Workflow Templates
Workflow Templates are parameterized workflow specifications for the Reproducible and Reusable Data Analysis Workflow Server (flowServ). Workflow templates are motivated by the goal to allow users to run pre-defined data analytics workflows while providing their own input data, parameters, as well as their own code modules. Workflow templates are inspired by, but not limited to, workflow specifications for the Reproducible Research Data Analysis Platform (REANA).
Motivation for Parameterized Workflow Templates
Consider the REANA Hello World Demo. The demo workflow takes as input a file data/names.txt
containing a list of person names and a timeout parameter sleeptime
. For each line in data/names.txt
the workflow writes a line “Hello name!” to an output file results/greetings.txt
. For each line that is written to the output file, program execution is delayed by a number of seconds defined by the sleeptime parameter.

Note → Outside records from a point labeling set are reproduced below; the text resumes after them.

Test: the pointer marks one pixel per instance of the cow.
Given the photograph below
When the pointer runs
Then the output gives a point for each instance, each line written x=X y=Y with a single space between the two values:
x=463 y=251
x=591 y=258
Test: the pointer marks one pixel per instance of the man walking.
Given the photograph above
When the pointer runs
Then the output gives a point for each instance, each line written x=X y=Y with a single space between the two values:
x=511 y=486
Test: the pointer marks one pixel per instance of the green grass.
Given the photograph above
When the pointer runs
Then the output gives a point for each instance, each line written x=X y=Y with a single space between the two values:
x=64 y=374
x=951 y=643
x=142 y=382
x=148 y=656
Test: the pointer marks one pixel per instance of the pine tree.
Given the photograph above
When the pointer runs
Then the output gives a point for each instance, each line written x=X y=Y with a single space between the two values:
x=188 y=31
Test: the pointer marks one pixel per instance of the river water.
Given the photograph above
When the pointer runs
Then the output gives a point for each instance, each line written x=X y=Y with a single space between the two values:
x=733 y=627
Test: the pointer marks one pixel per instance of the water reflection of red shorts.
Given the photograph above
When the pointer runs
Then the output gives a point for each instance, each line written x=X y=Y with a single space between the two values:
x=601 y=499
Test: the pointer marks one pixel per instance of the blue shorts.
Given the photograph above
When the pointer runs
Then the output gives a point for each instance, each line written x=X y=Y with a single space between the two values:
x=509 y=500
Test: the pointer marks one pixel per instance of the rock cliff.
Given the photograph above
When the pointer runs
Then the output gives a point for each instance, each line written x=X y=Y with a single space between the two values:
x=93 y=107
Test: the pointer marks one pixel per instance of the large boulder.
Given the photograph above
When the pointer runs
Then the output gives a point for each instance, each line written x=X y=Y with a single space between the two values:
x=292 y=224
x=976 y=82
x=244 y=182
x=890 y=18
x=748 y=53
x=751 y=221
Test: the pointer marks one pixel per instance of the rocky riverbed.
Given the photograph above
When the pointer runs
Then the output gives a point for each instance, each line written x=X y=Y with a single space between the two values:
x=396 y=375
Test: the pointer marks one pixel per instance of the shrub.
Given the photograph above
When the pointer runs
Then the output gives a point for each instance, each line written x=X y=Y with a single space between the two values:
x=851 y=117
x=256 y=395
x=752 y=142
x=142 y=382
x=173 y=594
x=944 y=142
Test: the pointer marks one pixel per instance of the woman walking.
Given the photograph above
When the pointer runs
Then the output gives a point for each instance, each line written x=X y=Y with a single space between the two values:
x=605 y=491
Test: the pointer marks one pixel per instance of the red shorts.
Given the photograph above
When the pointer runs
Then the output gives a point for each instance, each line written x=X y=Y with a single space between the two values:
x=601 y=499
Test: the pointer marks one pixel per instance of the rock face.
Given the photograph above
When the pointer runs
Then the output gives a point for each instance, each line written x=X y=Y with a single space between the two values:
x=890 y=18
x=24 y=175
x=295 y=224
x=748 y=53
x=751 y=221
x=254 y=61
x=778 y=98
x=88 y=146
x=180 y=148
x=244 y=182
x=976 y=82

Workflow specifications in REANA are serialized in YAML or JSON format. The names of the input and output files as well as the value for the sleep period are currently hard-coded in the workflow specification file ( e.g. reana.yaml ).
inputs:
files:
- code/helloworld.py
- data/names.txt
parameters:
helloworld: code/helloworld.py
inputfile: data/names.txt
outputfile: results/greetings.txt
sleeptime: 0
workflow:
type: serial
specification:
steps:
- environment: 'python:2.7'
commands:
- python "${helloworld}"
--inputfile "${inputfile}"
--outputfile "${outputfile}"
--sleeptime ${sleeptime}
outputs:
files:
- results/greetings.txt
Assume we want to build a system that allows users to run the Hello world demo via a (web-based) interface where they provide a text file with person names and a sleep period value. There are three main parts to such a system. First, we need to display a form where the user can select (upload) a text file and enter a sleep time value. Second, after the user submits their input data, we need to create an updated version of the workflow specification as shown above where we replace the value of inputfile
and sleeptime
with the user-provided values. We then pass the modified workflow specification to a REANA instance for execution. There are several way for implementing such a system. Parameterized workflow templates are part of the solution that is implemented for flowServ.
What are Parameterized Workflow Templates?
Similar to REANA workflow specifications, parameterized workflow templates are serialized in YAML or JSON format. Each template has up to six top-level elements: workflow
, parameters
, parameterGroups
, outputs
, results
, and postproc
. Only the workflow
element is mandatory in a workflow template.
The workflow
element contains the workflow specification. The structure and syntax of this specification is dependent on the backend (engine) that is used to execute the final workflow. If the REANA Workflow Engine is being used, the workflow specification is expected to follow the the common syntax for REANA workflow specifications.
Template Parameters
The parameters
section defines those parts of the workflow that are variable with respect to user inputs. We refer to these as template parameters. Template parameters can for example be used to define input and output values for workflow steps or identify Docker container images that contain the code for individual workflow steps. The detailed parameter declarations are intended to be used by front-end tools to render forms that collect user input.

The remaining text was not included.